Last weekend conservative president Nicolas Sarkozy explicitly called on FN supporters to vote for him rather than risk splitting the right’s vote.
He said that he “understands” their suffering, but “a vote for the Front National in two weeks time will help Hollande”.
Sarkozy’s campaign has resorted more than ever to racist diatribes against Islam and immigration to compensate for support he is losing elsewhere.
His confrontation with pensions strikers in 2010 badly damaged him. And he is mired in his own cash-for-access scandal, over allegations of illegal donations from billionaire Liliane Bettencourt.
He tried to recover credibility by “saving” the Lejaby underwear factory from closure last month, but it only confirmed his image as a president for the rich.
The factory’s new owner was to be Bernard Arnault—the richest man in France and a personal friend of Sarkozy’s. This is the context for the Left Front’s success.
Melenchon has ruled out joining a Socialist-led government after the elections, because he does not want to have to vote for Hollande’s austerity budget.
But he is open to cooperation with the Socialist Party in the administrative elections that will follow—a dangerous path up which some Socialist Party members are keen to lead him.

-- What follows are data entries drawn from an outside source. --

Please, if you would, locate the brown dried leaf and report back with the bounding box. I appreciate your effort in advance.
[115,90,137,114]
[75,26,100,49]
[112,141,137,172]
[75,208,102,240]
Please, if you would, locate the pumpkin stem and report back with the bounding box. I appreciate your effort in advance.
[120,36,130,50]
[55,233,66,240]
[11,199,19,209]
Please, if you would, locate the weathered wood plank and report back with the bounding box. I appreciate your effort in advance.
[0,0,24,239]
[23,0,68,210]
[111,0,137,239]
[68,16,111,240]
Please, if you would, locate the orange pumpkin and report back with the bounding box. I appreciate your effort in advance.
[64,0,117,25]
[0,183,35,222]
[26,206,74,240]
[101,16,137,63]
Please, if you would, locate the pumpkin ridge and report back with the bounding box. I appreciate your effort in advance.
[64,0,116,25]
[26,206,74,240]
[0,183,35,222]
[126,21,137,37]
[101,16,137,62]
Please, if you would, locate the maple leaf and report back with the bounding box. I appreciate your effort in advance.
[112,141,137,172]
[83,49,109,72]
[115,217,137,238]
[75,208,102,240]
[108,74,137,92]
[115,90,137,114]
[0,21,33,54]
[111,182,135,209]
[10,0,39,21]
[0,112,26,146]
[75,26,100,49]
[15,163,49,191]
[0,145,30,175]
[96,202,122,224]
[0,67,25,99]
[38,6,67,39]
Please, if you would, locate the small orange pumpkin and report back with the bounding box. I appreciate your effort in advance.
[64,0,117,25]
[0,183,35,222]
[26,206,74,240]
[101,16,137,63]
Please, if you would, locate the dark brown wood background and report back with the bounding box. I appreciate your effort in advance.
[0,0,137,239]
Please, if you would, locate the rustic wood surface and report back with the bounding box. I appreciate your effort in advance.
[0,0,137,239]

Melenchon’s supporters have shaken the French political establishment, and shattered the idea that there is no support for opposing austerity.
A new radical alternative
Jean-Luc Melenchon was a minister in the last Socialist Party government of 2002.
But campaigning for a “no” vote in the referendum over the European constitution brought him into closer cooperation with forces on the left.
The success of Die Linke in Germany inspired him to break with the Socialists. There, former minister Oskar Lafontaine left the Social Democrats to set up a party with Communists and others.
The meteoric rise of the Left Front Melenchon set up surprised commentators on all sides.
Hollande is still favourite to win the election. But the Socialist Party’s gradual drift to the right has left a vacuum for a real opposition movement.
The far left has not been able to respond to this effectively because of an internal crisis of the New Anticapitalist Party and the low level of workers’ struggle since the defeat of the pensions strikes.